Jonathan Chait: Democrats Marginalize Their Wackos, But Republicans Empower Theirs

October 14th, 2014 9:14 PM

Liberals and conservatives routinely call each other crazy. New York magazine blogger Jonathan Chait takes a slightly more evenhanded approach, noting in a Tuesday post that there are crazies on both sides, but also claiming that right-wing nuttiness is far more prevalent in the Republican party than left-wing nuttiness is among Democrats.

Chait’s peg was a comment from Paul Ryan that scientists haven’t determined whether human activity contributes to global warming. In response, Chait fulminated, “Ryan is a nut. His ideological fantasies prevent him from accepting even basic scientific facts…Ryan has spent his life imbibing the tenets of right-wing-movement thought, and he can apply the concepts he has learned to nearly any topic.”

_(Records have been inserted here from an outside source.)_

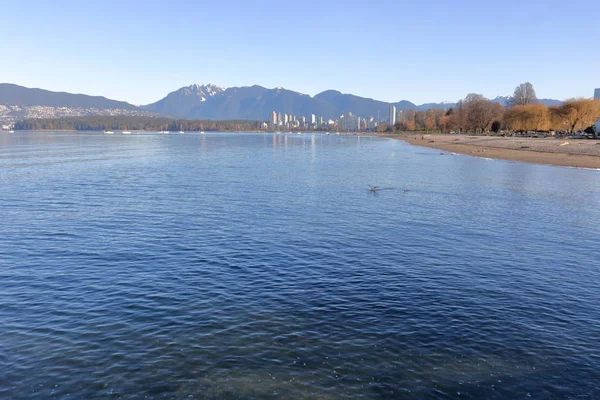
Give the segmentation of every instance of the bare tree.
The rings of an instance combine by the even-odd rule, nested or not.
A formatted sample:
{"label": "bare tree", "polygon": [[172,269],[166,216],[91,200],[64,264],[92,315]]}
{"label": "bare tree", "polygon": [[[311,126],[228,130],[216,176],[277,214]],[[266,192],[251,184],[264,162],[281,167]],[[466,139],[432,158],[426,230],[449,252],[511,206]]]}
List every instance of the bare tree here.
{"label": "bare tree", "polygon": [[456,104],[456,109],[450,115],[451,125],[453,129],[465,131],[467,129],[467,106],[463,100]]}
{"label": "bare tree", "polygon": [[515,88],[515,92],[508,99],[508,105],[514,106],[526,106],[527,104],[537,103],[537,96],[533,85],[529,82],[521,83]]}
{"label": "bare tree", "polygon": [[465,104],[469,104],[469,103],[475,103],[476,101],[479,100],[486,100],[485,97],[483,97],[482,94],[478,94],[478,93],[469,93],[466,97],[465,97]]}
{"label": "bare tree", "polygon": [[464,111],[467,129],[483,133],[490,128],[495,119],[502,118],[503,107],[480,94],[470,93],[465,97]]}
{"label": "bare tree", "polygon": [[467,123],[469,129],[483,133],[490,128],[495,119],[502,118],[502,105],[488,99],[467,104]]}

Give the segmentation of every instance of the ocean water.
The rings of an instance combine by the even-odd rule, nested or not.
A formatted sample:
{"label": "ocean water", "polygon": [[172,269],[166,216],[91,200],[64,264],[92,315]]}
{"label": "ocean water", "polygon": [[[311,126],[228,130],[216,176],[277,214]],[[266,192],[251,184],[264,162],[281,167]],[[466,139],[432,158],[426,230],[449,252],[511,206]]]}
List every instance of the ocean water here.
{"label": "ocean water", "polygon": [[599,398],[599,227],[598,171],[0,133],[0,398]]}

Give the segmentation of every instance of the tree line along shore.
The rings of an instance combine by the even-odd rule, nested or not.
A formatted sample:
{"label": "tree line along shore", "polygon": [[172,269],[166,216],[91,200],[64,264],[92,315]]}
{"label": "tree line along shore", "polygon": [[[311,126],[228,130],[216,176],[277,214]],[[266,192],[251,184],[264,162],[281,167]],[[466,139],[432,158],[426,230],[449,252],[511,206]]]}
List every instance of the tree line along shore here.
{"label": "tree line along shore", "polygon": [[585,130],[596,135],[593,124],[600,118],[600,101],[588,98],[565,100],[558,106],[538,103],[533,86],[526,82],[515,89],[509,104],[503,106],[480,94],[469,94],[448,110],[402,113],[393,126],[380,125],[378,132],[460,132],[486,133],[553,132]]}
{"label": "tree line along shore", "polygon": [[248,132],[262,128],[261,121],[184,120],[167,117],[85,116],[67,118],[36,118],[18,121],[15,130],[56,131],[219,131]]}

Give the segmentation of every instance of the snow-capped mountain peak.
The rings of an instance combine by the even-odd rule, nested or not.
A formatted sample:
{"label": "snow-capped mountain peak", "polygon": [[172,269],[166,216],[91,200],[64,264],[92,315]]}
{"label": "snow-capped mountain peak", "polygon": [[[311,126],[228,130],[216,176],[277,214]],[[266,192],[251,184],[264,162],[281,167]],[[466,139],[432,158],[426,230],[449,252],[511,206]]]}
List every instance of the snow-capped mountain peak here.
{"label": "snow-capped mountain peak", "polygon": [[508,105],[508,96],[496,96],[496,98],[492,99],[494,103],[500,103],[503,106]]}
{"label": "snow-capped mountain peak", "polygon": [[198,85],[194,83],[193,85],[181,88],[181,94],[183,96],[199,97],[200,101],[206,101],[207,98],[216,96],[224,91],[224,87],[213,85],[212,83],[209,83],[208,85]]}

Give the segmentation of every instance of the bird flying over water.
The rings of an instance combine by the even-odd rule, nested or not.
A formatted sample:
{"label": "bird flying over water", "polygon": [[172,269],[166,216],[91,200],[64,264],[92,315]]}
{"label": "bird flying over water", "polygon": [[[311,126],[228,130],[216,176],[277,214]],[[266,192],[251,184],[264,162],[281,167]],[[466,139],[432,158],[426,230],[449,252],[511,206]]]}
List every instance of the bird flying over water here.
{"label": "bird flying over water", "polygon": [[371,186],[371,185],[367,185],[371,188],[371,192],[376,192],[377,189],[379,189],[379,186]]}

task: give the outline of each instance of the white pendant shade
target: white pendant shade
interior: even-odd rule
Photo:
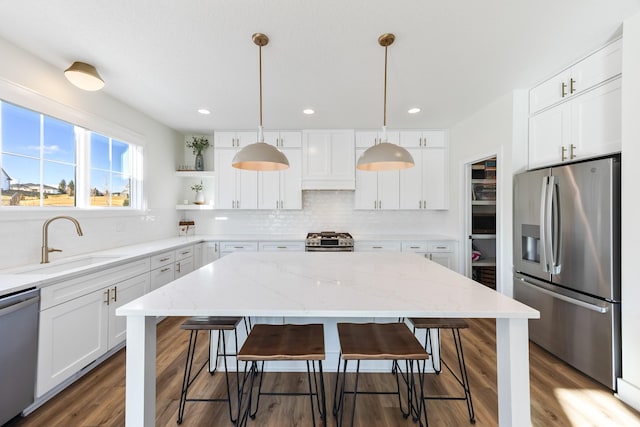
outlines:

From Chait’s post (emphasis added):

Climate scientists believe with a 95 percent level of certainty (the same level of certainty as their belief in the dangers of cigarette smoking) that human activity is contributing to climate change…Scientists may not have the answer to what policies are appropriate for responding to the fact that greenhouse-gas emissions cause changes to the environment, but they can tell us what happens when we release heat-trapping gasses into the atmosphere.

This is another way of saying that Paul Ryan is a nut. His ideological fantasies prevent him from accepting even basic scientific facts. He is, to be sure, a lucid nut, rather than a raving nut who accosts passersby on street corners. Ryan has spent his life imbibing the tenets of right-wing-movement thought, and he can apply the concepts he has learned to nearly any topic. The long-standing existence of nuts in American politics is by no means a solely right-wing phenomenon. Robert Kennedy Jr. has a famous name and wears nice-looking suits and is a nut as well, who argues that vaccines cause autism.

So while nuttery can be found on the left and right, it is not a bipartisan problem at the national level. Kennedy has never risen above the level of “activist.” If the Democrats let Kennedy write their party-policy manifesto, or gave him a spot on their presidential ticket, it would be very, very alarming. But Ryan is in a party where this sort of thing barely even attracts attention.